During her time at Calvin Klein — where she began as a shop assistant and eventually worked as a publicist — she refined her wardrobe down to the essentials, in line with the Nineties minimalism also associated with Prada and Jil Sander. Crisp white shirts, black or camel midi skirts, Levi’s jeans, tailored coats, understated dresses and clean lines that would not look out of place in any editorial today.
It is also said that she avoided accepting gifts from brands and did not turn her image into advertising. She repeated outfits, took care of her clothes and kept a surprisingly small wardrobe. In an era of sponsored looks and constant newness, that attitude feels almost radical.
Him: the American prince who dressed in a hurry
JFK Jr. was the “last prince” of a family the United States turned into national legend, yet his style had an unexpected edge. One day he would appear in a perfectly cut suit, the next with a rucksack over his shoulder, a backwards green cap, shorts, Champion socks and Nike trainers like any neighbour popping out for bread. Even that much-discussed image of him cycling with his tailored trousers rolled up to avoid oil stains says more than a thousand interviews.
That contrast was his strength. He had elite schooling, a historic surname and photographers trailing him from childhood, yet in pictures he looked like a man simply trying to get somewhere on time. The mix made him relatable without losing his aura. A man raised in protocol and flashbulbs attempting to live like an ordinary citizen.

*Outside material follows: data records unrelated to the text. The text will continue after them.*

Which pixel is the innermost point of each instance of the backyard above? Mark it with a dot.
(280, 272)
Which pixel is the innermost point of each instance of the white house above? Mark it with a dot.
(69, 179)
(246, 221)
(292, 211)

A tragic ending — and fuel for theories
Some stories end abruptly. Theirs did on 16 July 1999, when the plane piloted by John crashed into the Atlantic near Martha’s Vineyard, killing John, Carolyn and Lauren Bessette. The tragedy shocked the world and sealed their status as myth.
Added to that is the symbolic weight that has long surrounded the Kennedy family, including the popular notion of a supposed “curse”, as well as the speculation that has grown around the accident over the years. One does not need to believe in any of it to understand its effect.
Why ‘Love Story‘ arrives at the right moment
The miniseries arrives at exactly the right moment, riding a wave of Nineties nostalgia, a renewed craving for authenticity and a fashion landscape that has fallen back in love with clean, essential design. Its casting has already generated plenty of buzz, with Sarah Pidgeon and Paul Kelly stepping into the roles with an uncanny physical resemblance. Across the episodes, the story traces the key milestones of their relationship, from their first meeting in 1992 to going public in 1994, their 1996 wedding and the relentless media scrutiny that followed them everywhere.
The fascination with JFK Jr. and Carolyn Bessette is not only about the clothes, though they mattered, nor solely about the tragedy, nor just about the Kennedy name. It is because they embodied something rare today — elegance without excess, luxury without boasting and a way of being that did not require constant explanation. The series captures that spirit, paying close attention to fashion, with carefully recreated looks that are integral to the narrative rather than mere decoration. If you want to see it for yourself, the first three episodes are now available on Disney+.